Andrée Guillemette, présidente du syndicat des infirmières, inhalothérapeutes et infirmières auxiliaires du Coeur-du-Québec (SIIIACQ) affilié à la CSQ, ne se dit pas «surprise» que de telles situations se produisent. «Particulièrement en hébergement, les effectifs sont très réduits. Ils se sont résignés à faire plus avec moins», se désole-t-elle. «Je trouve ça inconcevable. C'est presque rendu une habitude de fonctionner à personnel réduit.»

Au CIUSSS de la Mauricie-Centre-du-Québec, on assure que les mesures sont prises pour que des événements semblables ne se produisent pas. «Il y a une cloche d'appel dans toutes les chambres pour alerter rapidement le personnel», explique Anne-Sophie Brunelle, conseillère en communication. «Et les usagers plus à risque de chutes ont des tapis sonores qui avertissent le personnel que la personne se lève et qu'il y a donc un risque de chutes. Ça peut être utile durant la nuit», ajoute-t-elle. 

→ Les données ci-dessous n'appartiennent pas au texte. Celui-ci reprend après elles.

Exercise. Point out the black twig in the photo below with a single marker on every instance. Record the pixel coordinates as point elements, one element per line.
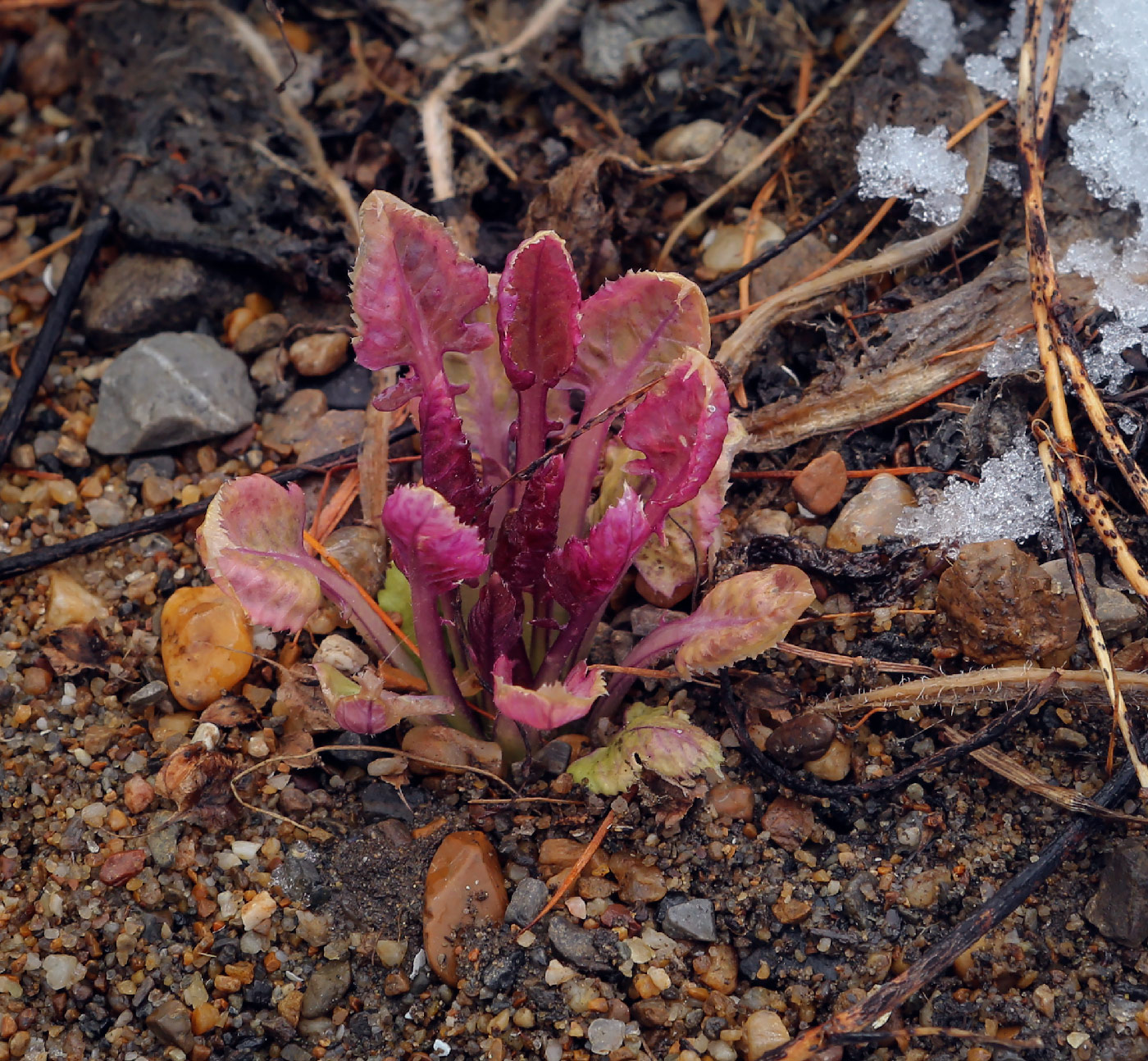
<point>800,783</point>
<point>784,244</point>
<point>38,558</point>
<point>89,241</point>
<point>941,955</point>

Johanne Panneton n'en est pas à ses premiers soubresauts en matière d'événements troublants à cette résidence. Elle est parfois tentée de venir en aide à certains résidents en détresse, mais hésite. «Est-ce que je serai tenue responsable s'il arrive quelque chose pendant que j'apporte de l'aide?», se demande-t-elle. 

Maintenant qu'elle a en main ces précieuses images, elle ne compte pas en rester là. «Je veux aller voir la direction de l'établissement avec cette vidéo-là. Quand je vais dénoncer des choses, on me demande des preuves. Là j'en ai une», conclut-elle.